The Tower of Hanoi is a well-known mathematical puzzle. It consists of three rods, and a number of disks of different sizes which can slide onto any rod. The puzzle starts with the disks in a neat stack in ascending order of size on one rod, the smallest at the top, thus making a conical shape.

The objective of the puzzle is to move the entire stack to another rod, obeying the following simple rules:

  1. Only one disk can be moved at a time.
  2. Each move consists of taking the upper disk from one of the stacks and placing it on top of another stack i.e. a disk can only be moved if it is the uppermost disk on a stack.
  3. No disk may be placed on top of a smaller disk.

With three disks, the puzzle can be solved in seven moves. The minimum number of moves required to solve a Tower of Hanoi puzzle is2n - 1, where n is the number of disks. (c) Wikipedia.
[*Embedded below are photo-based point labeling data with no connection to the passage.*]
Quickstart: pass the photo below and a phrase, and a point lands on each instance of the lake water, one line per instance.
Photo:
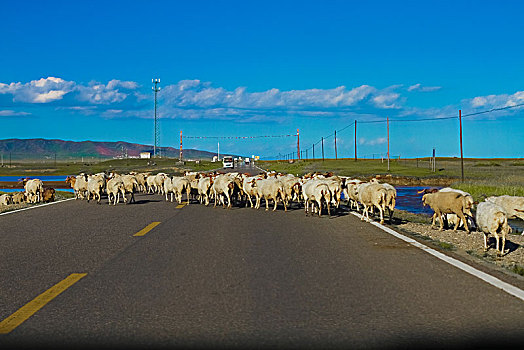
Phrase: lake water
(9, 190)
(41, 177)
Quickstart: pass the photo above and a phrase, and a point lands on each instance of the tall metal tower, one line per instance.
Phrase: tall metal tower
(156, 133)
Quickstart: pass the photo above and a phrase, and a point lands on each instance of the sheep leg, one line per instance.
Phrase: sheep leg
(381, 215)
(464, 221)
(433, 221)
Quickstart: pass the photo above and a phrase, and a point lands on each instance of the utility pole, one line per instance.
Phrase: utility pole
(322, 148)
(298, 145)
(156, 89)
(461, 152)
(387, 118)
(355, 140)
(180, 145)
(434, 161)
(336, 156)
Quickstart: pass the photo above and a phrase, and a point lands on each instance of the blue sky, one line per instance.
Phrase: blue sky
(82, 71)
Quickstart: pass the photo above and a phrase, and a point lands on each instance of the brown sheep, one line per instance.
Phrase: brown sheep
(447, 203)
(49, 195)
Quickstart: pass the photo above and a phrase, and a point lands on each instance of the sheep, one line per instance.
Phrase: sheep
(19, 197)
(168, 188)
(48, 195)
(447, 202)
(181, 185)
(249, 189)
(352, 192)
(223, 186)
(150, 181)
(114, 187)
(316, 191)
(492, 218)
(130, 185)
(372, 195)
(204, 188)
(390, 198)
(270, 188)
(452, 219)
(79, 185)
(158, 181)
(95, 186)
(34, 189)
(513, 205)
(141, 179)
(6, 199)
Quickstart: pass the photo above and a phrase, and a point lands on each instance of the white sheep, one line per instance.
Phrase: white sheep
(372, 195)
(114, 188)
(315, 190)
(5, 199)
(34, 189)
(447, 202)
(513, 205)
(493, 219)
(270, 189)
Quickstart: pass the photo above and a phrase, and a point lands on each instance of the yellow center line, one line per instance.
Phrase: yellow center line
(146, 229)
(29, 309)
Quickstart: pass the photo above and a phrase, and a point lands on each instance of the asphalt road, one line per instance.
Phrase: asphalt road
(210, 277)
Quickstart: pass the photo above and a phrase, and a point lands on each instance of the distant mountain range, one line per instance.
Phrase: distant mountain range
(33, 149)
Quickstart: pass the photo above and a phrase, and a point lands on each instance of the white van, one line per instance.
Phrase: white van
(228, 162)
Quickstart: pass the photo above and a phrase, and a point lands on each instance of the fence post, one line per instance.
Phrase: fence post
(336, 156)
(461, 152)
(322, 148)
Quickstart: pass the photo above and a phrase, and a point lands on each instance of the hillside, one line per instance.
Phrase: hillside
(41, 149)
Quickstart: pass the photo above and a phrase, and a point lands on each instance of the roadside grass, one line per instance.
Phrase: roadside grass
(59, 195)
(484, 188)
(501, 170)
(168, 165)
(348, 167)
(518, 269)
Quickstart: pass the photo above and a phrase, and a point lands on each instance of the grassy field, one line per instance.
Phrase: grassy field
(490, 177)
(157, 165)
(481, 176)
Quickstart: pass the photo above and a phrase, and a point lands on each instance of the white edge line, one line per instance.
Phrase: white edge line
(508, 288)
(35, 206)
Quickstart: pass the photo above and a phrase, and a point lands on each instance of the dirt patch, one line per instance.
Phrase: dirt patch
(471, 245)
(414, 181)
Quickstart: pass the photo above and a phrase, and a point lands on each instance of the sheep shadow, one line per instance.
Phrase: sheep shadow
(508, 248)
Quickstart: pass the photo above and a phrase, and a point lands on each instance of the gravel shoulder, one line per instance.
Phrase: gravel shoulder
(467, 245)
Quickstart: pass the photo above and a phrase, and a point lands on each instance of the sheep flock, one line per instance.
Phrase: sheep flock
(317, 193)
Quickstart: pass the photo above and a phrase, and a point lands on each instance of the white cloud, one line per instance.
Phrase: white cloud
(419, 87)
(10, 113)
(496, 101)
(377, 141)
(38, 91)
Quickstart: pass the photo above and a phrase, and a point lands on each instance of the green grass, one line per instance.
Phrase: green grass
(348, 167)
(167, 165)
(518, 269)
(474, 169)
(481, 189)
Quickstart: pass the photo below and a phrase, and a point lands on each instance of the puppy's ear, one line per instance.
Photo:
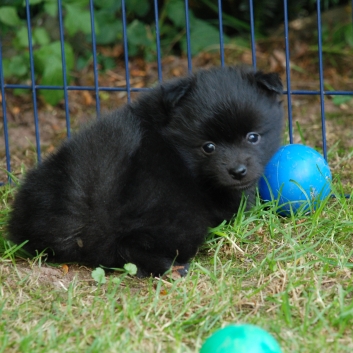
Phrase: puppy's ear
(271, 81)
(174, 90)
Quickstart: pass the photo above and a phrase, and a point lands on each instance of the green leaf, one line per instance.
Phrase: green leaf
(175, 10)
(8, 16)
(138, 37)
(338, 100)
(34, 2)
(51, 8)
(131, 269)
(138, 7)
(99, 275)
(77, 19)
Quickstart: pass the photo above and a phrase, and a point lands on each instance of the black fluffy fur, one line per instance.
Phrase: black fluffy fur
(137, 186)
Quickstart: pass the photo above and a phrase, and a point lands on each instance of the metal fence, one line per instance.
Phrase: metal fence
(33, 87)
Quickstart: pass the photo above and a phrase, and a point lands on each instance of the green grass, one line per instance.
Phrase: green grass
(292, 276)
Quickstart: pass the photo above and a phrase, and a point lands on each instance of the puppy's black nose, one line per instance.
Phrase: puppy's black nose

SmallY's puzzle is very similar to the famous Tower of Hanoi. In the Tower of Hanoi puzzle you need to solve a puzzle in minimum number of moves, in SmallY's puzzle each move costs some money and you need to solve the same puzzle but for minimal cost. At the beginning of SmallY's puzzle all n disks are on the first rod. Moving a disk from rod i to rod j (1 ≤ i, j ≤ 3) costs tij units of money. The goal of the puzzle is to move all the disks to the third rod.

In the problem you are given matrix t and an integer n. You need to count the minimal cost of solving SmallY's puzzle, consisting of ndisks.

Input

Each of the first three lines contains three integers — matrix t. The j-th integer in the i-th line is tij (1 ≤ tij ≤ 10000; i ≠ j). The following line contains a single integer n (1 ≤ n ≤ 40) — the number of disks.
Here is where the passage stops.